UNITED STATES DISTRICT COURT EASTERN DISTRICT OF NEW YORK
June 8, 2010
CARSON OPTICAL, INC., ET AL., PLAINTIFFS,
ELECTRO-OPTIX, INC., ET AL., DEFENDANTS.
The opinion of the court was delivered by: Arlene Rosario Lindsay United States Magistrate Judge
REPORT AND RECOMMENDATION
LINDSAY, Magistrate Judge
Before the court upon referral from District Judge Platt is the plaintiff's motion to vacate a default judgment entered by the Clerk of Court on May 18, 2010. The undersigned held a status conference on June 8, 2010. During this conference, the court indicated on the record that it would issue a report recommending that the default be vacated in the interest of justice, and that the defendant's service-of-process argument is waived. That report follows.

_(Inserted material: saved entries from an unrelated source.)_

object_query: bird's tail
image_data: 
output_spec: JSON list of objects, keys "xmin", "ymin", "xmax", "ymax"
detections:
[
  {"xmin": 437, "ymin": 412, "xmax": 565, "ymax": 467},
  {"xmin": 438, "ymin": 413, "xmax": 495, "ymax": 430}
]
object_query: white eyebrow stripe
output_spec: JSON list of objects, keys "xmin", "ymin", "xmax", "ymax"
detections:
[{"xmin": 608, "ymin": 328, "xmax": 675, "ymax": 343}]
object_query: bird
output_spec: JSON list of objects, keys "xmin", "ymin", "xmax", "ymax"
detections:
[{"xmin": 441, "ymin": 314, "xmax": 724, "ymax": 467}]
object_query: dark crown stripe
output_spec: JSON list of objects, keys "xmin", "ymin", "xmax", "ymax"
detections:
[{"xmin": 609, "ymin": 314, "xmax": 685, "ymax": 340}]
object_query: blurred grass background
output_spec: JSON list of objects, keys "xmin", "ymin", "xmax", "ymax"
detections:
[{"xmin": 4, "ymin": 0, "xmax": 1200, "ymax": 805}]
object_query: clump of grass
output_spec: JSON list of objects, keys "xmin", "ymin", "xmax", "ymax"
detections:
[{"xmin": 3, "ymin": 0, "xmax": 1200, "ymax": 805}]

The defendant filed a motion to dismiss in June 2009. Upon referral from Judge Platt, the undersigned issued a report recommending that the motion be denied. (Docket Entry 12.) Judge Platt adopted the motion on April 23, 2010. Thereafter, the defendant did not file an answer nor did it seek leave for additional time to answer. As a result, on May 17, 2010, the plaintiff requested that the Clerk of Court enter a default judgment, which was entered the following day on May 18, 2010. (Docket Entry 15.) As discussed at the status conference, the defendant's attorney claims that he emailed the plaintiff's attorney seeking a stay of discovery. The plaintiff's attorney responds that he did not receive such an email. In any event, the plaintiff did not consent to a stay, nor did the court enter a stay, nor did the court extend the time to answer.

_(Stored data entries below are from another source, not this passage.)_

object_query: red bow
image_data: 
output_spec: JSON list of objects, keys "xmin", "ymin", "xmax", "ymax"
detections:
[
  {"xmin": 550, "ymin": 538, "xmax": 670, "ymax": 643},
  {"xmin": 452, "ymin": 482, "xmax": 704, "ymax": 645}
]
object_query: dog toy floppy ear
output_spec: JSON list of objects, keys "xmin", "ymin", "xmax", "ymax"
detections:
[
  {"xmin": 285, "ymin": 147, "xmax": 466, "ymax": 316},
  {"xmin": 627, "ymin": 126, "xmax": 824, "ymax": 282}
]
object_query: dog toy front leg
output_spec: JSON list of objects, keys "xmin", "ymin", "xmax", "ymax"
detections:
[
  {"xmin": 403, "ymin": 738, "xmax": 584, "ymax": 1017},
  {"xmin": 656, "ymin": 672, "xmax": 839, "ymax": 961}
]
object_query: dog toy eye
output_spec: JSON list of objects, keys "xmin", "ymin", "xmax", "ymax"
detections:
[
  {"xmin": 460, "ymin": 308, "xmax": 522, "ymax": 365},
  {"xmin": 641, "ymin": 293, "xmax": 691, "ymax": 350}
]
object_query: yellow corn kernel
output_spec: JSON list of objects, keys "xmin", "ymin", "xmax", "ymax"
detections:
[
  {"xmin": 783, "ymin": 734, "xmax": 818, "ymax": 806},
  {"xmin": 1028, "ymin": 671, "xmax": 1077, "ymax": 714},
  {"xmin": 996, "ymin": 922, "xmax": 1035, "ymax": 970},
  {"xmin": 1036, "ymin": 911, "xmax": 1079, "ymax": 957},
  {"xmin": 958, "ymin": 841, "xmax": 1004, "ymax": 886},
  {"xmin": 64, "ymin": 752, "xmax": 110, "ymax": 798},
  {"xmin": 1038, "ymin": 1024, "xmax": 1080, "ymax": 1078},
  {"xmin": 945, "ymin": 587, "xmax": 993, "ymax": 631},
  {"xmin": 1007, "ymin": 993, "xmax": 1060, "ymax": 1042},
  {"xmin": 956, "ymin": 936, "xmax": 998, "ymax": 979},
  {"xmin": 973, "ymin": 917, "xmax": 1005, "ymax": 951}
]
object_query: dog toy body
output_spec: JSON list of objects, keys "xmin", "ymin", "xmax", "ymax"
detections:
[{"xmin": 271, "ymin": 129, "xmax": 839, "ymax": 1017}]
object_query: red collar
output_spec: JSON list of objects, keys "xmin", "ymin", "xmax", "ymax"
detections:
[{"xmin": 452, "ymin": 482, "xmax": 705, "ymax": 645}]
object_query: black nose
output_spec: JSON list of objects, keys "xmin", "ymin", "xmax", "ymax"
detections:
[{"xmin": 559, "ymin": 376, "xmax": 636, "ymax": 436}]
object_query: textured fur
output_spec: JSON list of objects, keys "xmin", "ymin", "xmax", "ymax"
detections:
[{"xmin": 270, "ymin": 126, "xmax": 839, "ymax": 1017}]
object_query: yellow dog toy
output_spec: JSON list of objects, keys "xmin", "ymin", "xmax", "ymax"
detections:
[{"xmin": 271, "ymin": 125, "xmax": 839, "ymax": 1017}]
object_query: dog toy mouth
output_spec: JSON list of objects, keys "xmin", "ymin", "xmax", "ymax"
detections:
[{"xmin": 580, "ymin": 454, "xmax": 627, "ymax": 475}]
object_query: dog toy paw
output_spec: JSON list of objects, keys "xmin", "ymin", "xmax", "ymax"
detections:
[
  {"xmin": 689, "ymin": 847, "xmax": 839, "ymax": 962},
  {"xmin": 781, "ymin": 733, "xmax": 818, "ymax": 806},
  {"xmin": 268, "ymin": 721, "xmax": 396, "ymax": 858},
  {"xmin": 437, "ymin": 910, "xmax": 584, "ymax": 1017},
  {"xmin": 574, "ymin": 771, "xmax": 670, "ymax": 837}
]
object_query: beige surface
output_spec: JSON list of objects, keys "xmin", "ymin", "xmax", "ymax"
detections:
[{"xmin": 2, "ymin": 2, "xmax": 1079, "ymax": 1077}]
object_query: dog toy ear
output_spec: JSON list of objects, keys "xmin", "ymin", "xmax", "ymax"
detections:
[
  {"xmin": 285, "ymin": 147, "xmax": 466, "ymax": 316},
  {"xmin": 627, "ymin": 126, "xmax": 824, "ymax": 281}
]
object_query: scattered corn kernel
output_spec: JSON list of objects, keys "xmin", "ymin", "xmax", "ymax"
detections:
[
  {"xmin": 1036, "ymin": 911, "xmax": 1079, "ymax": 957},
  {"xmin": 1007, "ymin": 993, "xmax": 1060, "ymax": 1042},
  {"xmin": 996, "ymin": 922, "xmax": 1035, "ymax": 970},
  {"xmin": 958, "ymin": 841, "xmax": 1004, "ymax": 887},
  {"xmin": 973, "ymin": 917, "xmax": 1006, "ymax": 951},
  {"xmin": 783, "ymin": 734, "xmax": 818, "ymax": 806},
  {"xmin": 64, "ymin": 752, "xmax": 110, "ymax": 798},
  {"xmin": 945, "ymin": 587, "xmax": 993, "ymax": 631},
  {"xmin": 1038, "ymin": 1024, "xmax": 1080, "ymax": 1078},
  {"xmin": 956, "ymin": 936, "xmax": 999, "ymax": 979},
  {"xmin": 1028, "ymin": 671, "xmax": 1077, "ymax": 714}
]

It is undisputed that the time for the defendant to file an answer has expired. See FED. R. CIV. P. 12(a)(4)(A). It is also undisputed that the defendant's service-of-process argument is waived by failing to raise this issue in the motion to dismiss. See FED. R. CIV. P. 12(b)(3). As such, the court agrees with the plaintiff that the default judgment was properly entered. However, in deciding whether to vacate a default judgment, the court may consider "[o]ther relevant equitable factors [such as] . . . whether the entry of default would bring about a harsh or unfair result." Enron Oil Corp. v. Diakuhara, 10 F.3d 90, 96 (2d Cir. 1993); see also State of New York v. Green, 420 F.3d 99, 104 (2d Cir. 2005) (the Second Circuit has "expressed a strong preference for resolving disputes on the merits"). Despite the failure of the defendant's attorney to comply with the Federal Rules, to the extent that the defendant is now ready and willing to proceed with this action, the interests of justice sways the undersigned that vacating the default judgment is the proper result. However, as the court warned the defendant's counsel at the status conference, in the future the defendant's counsel will not be excused for any further violations of the relevant rules governing civil practice, including the Federal Rules, the Local Rules, and the court's Individual Rules.
For foregoing reasons, the undersigned respectfully recommends that default judgment against the defendant be vacated, and that the defendant's service-of-process argument is waived under Federal Rule of Civil Procedure 12(b)(3). Any objections to this Report and Recommendation must be field with the Clerk of the Court with a courtesy copy to the undersigned within 14 days of service. Failure to file objections within this period waives the right to appeal the District Court's Order. See 28 U.S.C. § 636(b)(1); FED. R. CIV. P. 72; Beverly v. Walker, 118 F.3d 900, 902 (2d Cir. 1997); Savoie v. Merchants Bank, 84 F.3d 52, 60 (2d Cir. 1996).